Initial commit

2025-11-30 09:06:38 +08:00
commit ed3e4c84c3
76 changed files with 20449 additions and 0 deletions
--- a/skills/test-driven-development/SKILL.md
+++ b/skills/test-driven-development/SKILL.md
@@ -0,0 +1,336 @@
+---
+name: test-driven-development
+description: Use when implementing features or fixing bugs - enforces RED-GREEN-REFACTOR cycle requiring tests to fail before writing code
+---
+
+<skill_overview>
+Write the test first, watch it fail, write minimal code to pass.
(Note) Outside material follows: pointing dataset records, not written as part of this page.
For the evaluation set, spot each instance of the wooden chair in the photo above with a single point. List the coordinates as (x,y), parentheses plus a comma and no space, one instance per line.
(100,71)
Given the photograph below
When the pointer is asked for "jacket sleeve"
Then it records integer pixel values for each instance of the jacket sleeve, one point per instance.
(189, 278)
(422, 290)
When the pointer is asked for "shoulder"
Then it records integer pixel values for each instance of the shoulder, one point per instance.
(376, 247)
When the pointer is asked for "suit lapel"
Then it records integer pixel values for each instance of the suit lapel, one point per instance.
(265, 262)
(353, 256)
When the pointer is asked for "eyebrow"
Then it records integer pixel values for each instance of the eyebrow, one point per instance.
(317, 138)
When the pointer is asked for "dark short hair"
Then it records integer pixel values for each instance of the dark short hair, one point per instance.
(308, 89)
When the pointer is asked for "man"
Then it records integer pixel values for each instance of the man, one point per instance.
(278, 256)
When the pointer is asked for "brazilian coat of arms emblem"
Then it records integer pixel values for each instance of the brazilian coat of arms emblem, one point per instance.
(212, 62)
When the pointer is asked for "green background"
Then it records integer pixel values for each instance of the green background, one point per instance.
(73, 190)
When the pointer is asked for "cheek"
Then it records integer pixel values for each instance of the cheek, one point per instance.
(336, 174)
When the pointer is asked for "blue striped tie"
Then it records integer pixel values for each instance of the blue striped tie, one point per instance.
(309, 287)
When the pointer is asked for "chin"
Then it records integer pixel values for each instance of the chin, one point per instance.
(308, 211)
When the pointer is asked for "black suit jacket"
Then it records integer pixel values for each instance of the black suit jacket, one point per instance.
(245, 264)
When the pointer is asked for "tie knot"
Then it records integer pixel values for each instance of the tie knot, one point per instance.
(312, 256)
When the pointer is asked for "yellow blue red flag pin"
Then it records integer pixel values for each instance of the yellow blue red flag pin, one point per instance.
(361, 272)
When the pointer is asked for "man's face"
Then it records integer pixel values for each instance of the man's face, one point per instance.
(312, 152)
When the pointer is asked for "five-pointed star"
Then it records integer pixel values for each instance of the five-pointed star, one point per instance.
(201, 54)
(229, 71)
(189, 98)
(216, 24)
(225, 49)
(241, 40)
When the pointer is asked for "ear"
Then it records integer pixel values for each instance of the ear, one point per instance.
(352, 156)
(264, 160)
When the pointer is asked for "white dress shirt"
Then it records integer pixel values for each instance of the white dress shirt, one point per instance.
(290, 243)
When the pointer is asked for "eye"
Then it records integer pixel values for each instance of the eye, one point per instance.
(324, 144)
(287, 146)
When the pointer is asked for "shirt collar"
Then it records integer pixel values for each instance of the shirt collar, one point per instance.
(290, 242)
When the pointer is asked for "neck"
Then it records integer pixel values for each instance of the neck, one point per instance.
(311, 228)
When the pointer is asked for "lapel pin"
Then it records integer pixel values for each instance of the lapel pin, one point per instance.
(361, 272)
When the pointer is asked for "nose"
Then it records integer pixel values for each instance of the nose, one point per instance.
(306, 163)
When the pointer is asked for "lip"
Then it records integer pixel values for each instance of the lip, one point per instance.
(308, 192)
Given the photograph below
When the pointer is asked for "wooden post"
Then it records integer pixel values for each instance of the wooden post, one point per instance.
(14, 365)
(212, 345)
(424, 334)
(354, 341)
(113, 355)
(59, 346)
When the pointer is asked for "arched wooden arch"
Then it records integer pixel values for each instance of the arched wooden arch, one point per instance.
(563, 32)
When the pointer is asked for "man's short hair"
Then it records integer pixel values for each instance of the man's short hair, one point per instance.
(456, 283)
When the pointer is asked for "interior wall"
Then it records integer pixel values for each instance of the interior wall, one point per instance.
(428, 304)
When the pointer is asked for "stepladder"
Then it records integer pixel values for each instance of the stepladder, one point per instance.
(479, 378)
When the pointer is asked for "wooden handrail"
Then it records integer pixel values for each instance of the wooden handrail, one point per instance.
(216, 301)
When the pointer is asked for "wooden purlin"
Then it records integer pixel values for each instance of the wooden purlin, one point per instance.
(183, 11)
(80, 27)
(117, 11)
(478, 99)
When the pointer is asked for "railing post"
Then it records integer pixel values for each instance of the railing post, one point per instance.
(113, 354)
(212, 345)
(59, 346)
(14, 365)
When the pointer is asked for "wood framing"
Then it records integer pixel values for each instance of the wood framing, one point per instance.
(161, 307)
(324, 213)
If you didn't watch the test fail, you don't know if it tests the right thing.
+</skill_overview>
+
+<rigidity_level>
+LOW FREEDOM - Follow these exact steps in order. Do not adapt.
+
+Violating the letter of the rules is violating the spirit of the rules.
+</rigidity_level>
+
+<quick_reference>
+
+| Phase | Action | Command Example | Expected Result |
+|-------|--------|-----------------|-----------------|
+| **RED** | Write failing test | `cargo test test_name` | FAIL (feature missing) |
+| **Verify RED** | Confirm correct failure | Check error message | "function not found" or assertion fails |
+| **GREEN** | Write minimal code | Implement feature | Test passes |
+| **Verify GREEN** | All tests pass | `cargo test` | All green, no warnings |
+| **REFACTOR** | Clean up code | Improve while green | Tests still pass |
+
+**Iron Law:** NO PRODUCTION CODE WITHOUT A FAILING TEST FIRST
+
+</quick_reference>
+
+<when_to_use>
+**Always use for:**
+- New features
+- Bug fixes
+- Refactoring with behavior changes
+- Any production code
+
+**Ask your human partner for exceptions:**
+- Throwaway prototypes (will be deleted)
+- Generated code
+- Configuration files
+
+Thinking "skip TDD just this once"? Stop. That's rationalization.
+</when_to_use>
+
+<the_process>
+
+## 1. RED - Write Failing Test
+
+Write one minimal test showing what should happen.
+
+**Requirements:**
+- Test one behavior only ("and" in name? Split it)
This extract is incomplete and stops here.